We next encounter the duke's daughter Celia and her cousin Rosalind, who are closer than sisters and whose dependency on one another has increased since Celia's father banished his brother (Rosalind's father) to the forest. Laura Bozzone (Celia) and Erin Teresa Beirnard (Rosalind) make these young women very different from one another, with Celia both more reserved and more dutiful than her more adventurous and impetuous cousin. The two girls attend the wrestling match, where two earth-shaking events occur: first, Rosalind and Orlando lay eyes upon one another and fall instantly in love; and second, Charles is defeated by Orlando, which immediately turns Orlando into an enemy of the dukedom. Soon both he and Rosalind will flee to Arden, the one for his safety, the other on the duke's orders, and in the company of her cousin Celia and the court fool, Touchstone.
Dobbins makes it clear that the flight to Arden is no walk in the park but rather a scary undertaking full of risk and unknowns. Salgado, Bozzone, and Beirnard are all convincingly youthful—we believe that they're teenagers who are genuinely fearful about what will happen next, but nonetheless bound to do the right thing for themselves and others as they leave the security they've always known. And Salgado and Beirnard, in their brief moments together before and after the wrestling match, give us two young people irretrievably in love. We're fully immersed in their story as they head off, unbeknownst to each other, to the forest and the heart of the play.
The mood lightens, of course, and the play turns mellower as the characters move further away from the villainous Duke Frederick and Oliver. We meet the shepherds Corin and Silvius, here portrayed with jolly simplicity by Jose Sanchez and Robert Carroll, respectively; and, in the formidable person of Christine Bullen, we meet the somewhat shrewish maid that Silvius is determined to woo and wed, Phebe. And of course we encounter Duke Senor (Rosalind's father) and his melancholy courtier Jaques, portrayed here with the world-weary sagacity that a permanently broken heart affords by director Dobbins, who renders the play's most famous soliloquy (the one that begins "All the world's a stage") with simple eloquence. Joe Danbusky plays both Duke Frederick and Duke Senor and makes them into such different men that I had to force myself to remember that he was just one actor.

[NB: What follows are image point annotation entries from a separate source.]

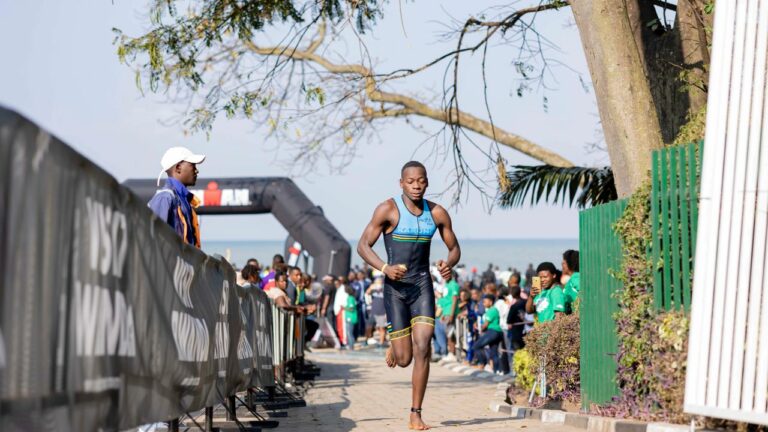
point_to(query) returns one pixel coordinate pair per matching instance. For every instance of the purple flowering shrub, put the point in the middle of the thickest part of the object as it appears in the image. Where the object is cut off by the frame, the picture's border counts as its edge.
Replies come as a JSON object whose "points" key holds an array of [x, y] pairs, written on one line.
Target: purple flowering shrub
{"points": [[555, 345]]}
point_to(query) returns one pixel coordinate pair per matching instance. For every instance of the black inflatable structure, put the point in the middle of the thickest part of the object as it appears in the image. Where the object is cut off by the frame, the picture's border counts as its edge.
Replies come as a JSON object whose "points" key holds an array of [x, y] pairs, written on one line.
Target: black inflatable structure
{"points": [[280, 196]]}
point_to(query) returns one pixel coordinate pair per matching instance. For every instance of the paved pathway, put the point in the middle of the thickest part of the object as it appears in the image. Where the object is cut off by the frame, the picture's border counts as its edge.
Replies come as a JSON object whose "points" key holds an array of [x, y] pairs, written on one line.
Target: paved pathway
{"points": [[357, 392]]}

A highlight of this production is the wrestling scene, which is both longer and more exciting than I've seen in previous productions of the play, thanks to the contributions of fight choreographer Michael Engberg (who, Dobbins told me, is a wrestler himself) and Jimmy Gary, Jr., the ex-NFL player who portrays Charles.
Ken Larson's simple set, Michael Abrams's evocative lighting, and Laura Taber Bacon's costumes, which conjure 17th century New Spain (where Dobbins has set his production) all work together beautifully to build the visible world of the play. And Dobbins and his company mine the spirit and soul of Shakespeare's story and words to build the inner world within it.
This is not an As You Like It with a gimmick or with an attitude: it's one where the power of love, pure and simple, defeats the wicked forces around it.